Kevin Nash with Brian Nasdeo Kevin Nash33 East, Smokey Joe’s
Kevin Nash graduated from Johnson and Wales University in Providence, Rhode Island. He moved to Williamsport in 1991 and was chef at the Old Corner Hotel until 2000. He opened 33 East in December of 2000 and Smokey Jo's in November of 2003. Kevin is a part time faculty member at Pennsylvania College of Technology and an advisory board member to the Culinary Arts department there. He also has a part time restaurant consultation service.
Grilled Gourmet Pizzas (9/20)

Grace Pilato
Grace Pilato was born in a Sicilian mountain village. From her close knit family she learned to make the homey traditional dishes of her mother country – and the joys of preparing and eating them together. Now a popular cooking instructor, cookbook author, and accomplished potter, Grace brings her talents, knowledge, and love of Italian cooking to her teaching.
Stepping Stones to Italian Cuisine (10/4)


Phyllis Reynolds
Phyllis Reynolds became macrobiotic in 2003 in order to heal from an illness. She attended The Strengthening Health Institute (SHI) in Philadelphia, PA. SHI is dedicated to Macrobiotic education and healing through the understanding of the power of whole foods. In 2006, Ms. Reynolds completed the Comprehensive Certification Program at SHI to become a Macrobiotic counselor and teacher.

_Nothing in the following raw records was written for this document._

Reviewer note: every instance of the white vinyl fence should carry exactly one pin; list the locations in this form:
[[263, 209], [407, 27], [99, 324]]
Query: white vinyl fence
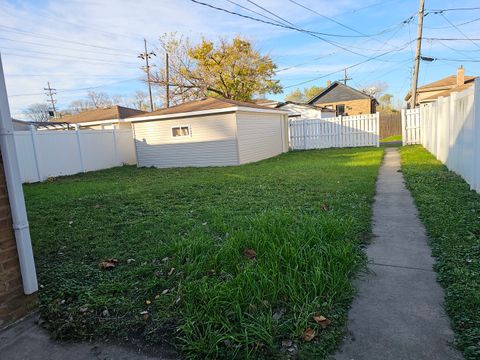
[[44, 154], [341, 131], [450, 130], [410, 126]]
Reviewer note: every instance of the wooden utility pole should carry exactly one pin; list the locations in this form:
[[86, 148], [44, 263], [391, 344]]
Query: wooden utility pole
[[417, 55], [167, 82], [345, 77], [146, 56], [50, 92]]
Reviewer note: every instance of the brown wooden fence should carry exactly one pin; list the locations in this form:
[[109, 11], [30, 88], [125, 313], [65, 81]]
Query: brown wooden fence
[[390, 124]]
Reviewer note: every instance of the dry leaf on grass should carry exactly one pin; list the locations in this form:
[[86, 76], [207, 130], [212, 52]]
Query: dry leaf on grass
[[249, 253], [322, 321], [108, 264], [308, 334]]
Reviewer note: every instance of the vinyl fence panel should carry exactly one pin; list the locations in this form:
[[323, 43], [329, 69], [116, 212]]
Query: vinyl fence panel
[[44, 154], [449, 128], [341, 131]]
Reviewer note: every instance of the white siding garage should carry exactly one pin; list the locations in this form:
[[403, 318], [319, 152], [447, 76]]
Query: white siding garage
[[209, 132]]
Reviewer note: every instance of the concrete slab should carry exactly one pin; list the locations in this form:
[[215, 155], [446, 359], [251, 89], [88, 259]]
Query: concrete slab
[[398, 313], [25, 340]]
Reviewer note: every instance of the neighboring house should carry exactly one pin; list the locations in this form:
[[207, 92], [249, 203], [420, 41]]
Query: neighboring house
[[299, 111], [209, 132], [111, 117], [443, 87], [345, 100]]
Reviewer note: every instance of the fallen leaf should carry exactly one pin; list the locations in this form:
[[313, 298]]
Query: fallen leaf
[[249, 253], [108, 264], [287, 343], [308, 334], [322, 321]]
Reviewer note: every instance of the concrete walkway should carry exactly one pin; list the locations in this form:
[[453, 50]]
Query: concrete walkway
[[398, 313], [27, 341]]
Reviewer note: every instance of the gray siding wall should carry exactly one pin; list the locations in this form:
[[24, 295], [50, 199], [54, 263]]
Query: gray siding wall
[[212, 142], [260, 136]]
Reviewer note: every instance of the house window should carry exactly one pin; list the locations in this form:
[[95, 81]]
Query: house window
[[181, 131], [340, 109]]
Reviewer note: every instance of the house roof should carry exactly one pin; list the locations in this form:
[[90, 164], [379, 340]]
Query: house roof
[[449, 91], [205, 104], [107, 113], [339, 92], [281, 104]]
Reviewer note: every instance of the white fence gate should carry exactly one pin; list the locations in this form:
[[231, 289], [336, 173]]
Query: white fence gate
[[341, 131], [42, 154], [411, 126]]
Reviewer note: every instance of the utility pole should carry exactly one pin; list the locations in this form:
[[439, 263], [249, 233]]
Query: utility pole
[[146, 56], [345, 77], [417, 54], [167, 82], [50, 92]]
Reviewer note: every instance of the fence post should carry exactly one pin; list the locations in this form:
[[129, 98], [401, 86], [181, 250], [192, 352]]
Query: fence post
[[476, 124], [33, 136], [115, 149], [77, 131]]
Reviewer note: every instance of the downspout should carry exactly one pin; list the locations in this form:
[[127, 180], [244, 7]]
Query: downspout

Because of the dramatic improvement in her life as a result of becoming Macrobiotic, she seeks to help others move toward health.
Macrobiotic for Baby & Child (9/10)
Macrobiotic Basics (10/15)


Scott E. Willard Scott E. Willard The Glass Onion
Scott has recently returned to the Susquehanna valley after a 20 year absence. For nearly the last two decades, he has lived and cooked in America’s southwest. In phoenix, Arizona he was a private caterer and the owner-chef of the '' Coronado Café''. The restaurant was located in a quaint historic building in downtown Phoenix. The menu focused on regional farm cooking, which the media coined ''gourmet home-style''. He is happy to be back in the area, and eager to share his experience and love of food.
He is the co-owner of The Glass Onion.
Fall into Mexico (9/15)
Sunday Dinner Party (10/13)

Becky (Johnson) Yeagle
Becky’s love of baking was fostered by her mother, Barb Johnson. Together they started Barb and Becky’s Confections over 10 years ago. Becky continues to carry on the tradition of making and decorating beautiful cakes for all occasions.